Snakelike, it slithers around us in a feigned embrace
And then constricts our throats,
Stealing our voices.
Our eyelids drop
Until our downcast eyes can only stare deep into our hollow bowls,
Forcing us to look emptiness straight in the face.
Reminding us that we consume
To fill that emptiness.

Morning in the Nguyen household. The clock ticks to calibrate the dawn in lazy seconds. Today is a gray day.

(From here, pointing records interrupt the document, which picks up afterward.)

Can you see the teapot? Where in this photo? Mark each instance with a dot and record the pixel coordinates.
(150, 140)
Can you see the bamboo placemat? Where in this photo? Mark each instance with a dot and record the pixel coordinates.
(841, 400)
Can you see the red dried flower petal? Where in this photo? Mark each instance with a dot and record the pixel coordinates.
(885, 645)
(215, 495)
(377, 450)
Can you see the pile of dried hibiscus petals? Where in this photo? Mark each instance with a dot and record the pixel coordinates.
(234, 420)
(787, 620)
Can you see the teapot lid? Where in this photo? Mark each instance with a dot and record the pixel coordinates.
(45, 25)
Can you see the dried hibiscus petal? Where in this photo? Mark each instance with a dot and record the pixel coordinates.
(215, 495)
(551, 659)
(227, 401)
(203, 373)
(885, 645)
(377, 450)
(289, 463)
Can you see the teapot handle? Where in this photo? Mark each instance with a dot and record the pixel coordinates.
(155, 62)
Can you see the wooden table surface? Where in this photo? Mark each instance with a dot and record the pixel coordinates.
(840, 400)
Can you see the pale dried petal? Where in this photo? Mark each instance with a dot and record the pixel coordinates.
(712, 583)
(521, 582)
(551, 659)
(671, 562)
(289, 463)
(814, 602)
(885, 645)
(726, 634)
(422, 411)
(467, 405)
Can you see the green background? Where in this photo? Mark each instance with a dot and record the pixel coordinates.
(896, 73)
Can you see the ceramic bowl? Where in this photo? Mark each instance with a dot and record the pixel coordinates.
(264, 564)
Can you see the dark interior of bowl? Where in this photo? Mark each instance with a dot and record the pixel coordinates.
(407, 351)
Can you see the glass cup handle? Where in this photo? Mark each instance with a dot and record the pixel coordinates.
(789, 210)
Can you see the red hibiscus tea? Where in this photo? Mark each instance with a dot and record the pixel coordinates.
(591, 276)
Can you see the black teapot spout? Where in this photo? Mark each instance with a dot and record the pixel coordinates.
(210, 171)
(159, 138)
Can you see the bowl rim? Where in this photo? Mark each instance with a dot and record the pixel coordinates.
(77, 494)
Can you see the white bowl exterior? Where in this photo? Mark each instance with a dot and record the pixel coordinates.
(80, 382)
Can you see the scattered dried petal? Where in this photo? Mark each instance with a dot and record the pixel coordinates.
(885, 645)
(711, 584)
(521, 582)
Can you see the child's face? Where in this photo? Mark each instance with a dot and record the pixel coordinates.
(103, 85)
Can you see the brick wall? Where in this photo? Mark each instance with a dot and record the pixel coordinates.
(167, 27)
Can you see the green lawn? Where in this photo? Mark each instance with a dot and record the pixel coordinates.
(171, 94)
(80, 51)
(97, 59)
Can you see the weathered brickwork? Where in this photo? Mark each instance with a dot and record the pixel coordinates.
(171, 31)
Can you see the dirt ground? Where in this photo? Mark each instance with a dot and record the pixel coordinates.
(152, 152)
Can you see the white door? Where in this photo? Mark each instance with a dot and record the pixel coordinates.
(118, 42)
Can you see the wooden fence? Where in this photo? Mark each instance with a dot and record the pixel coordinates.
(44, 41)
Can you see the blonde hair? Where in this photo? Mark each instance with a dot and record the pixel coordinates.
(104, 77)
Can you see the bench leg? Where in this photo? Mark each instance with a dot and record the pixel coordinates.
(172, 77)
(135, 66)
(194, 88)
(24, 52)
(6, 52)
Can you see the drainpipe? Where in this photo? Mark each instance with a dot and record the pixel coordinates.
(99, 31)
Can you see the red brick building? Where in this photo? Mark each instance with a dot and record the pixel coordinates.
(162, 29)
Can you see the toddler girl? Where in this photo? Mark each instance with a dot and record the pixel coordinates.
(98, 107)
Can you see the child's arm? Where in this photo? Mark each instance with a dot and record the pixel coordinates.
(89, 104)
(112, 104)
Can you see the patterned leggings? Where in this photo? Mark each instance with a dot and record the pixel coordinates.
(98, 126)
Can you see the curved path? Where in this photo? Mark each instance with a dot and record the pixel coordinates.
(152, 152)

There are dirty plates in the sink. There is a bowl of ca kho voi com or catfish with rice covered with saran wrap – leftovers from a dinner nobody finished. There is a scent of eucalyptus oil – a Vietnamese cure-all – imprinted deep in all the furniture. The couch’s cushions have been worn down by sleepless hours passed while flipping channels. The latest Nguoi-Viet Magazine can be seen on the ground, exposing a slender cover girl wearing a traditional ao dai dress who is wearing too much makeup, flashing a glossy smile.

The centerpiece of the family room is a baby grand piano, on which a new layer of dust has settled. A bust of Frederic Chopin sits on top overseeing the space. Old music books are arranged neatly in a rack placed to the side. The pages have gotten stuck together from staying unturned for so long. To separate them now would ruin the print altogether. Silence and dust fill the gaps where music used to live.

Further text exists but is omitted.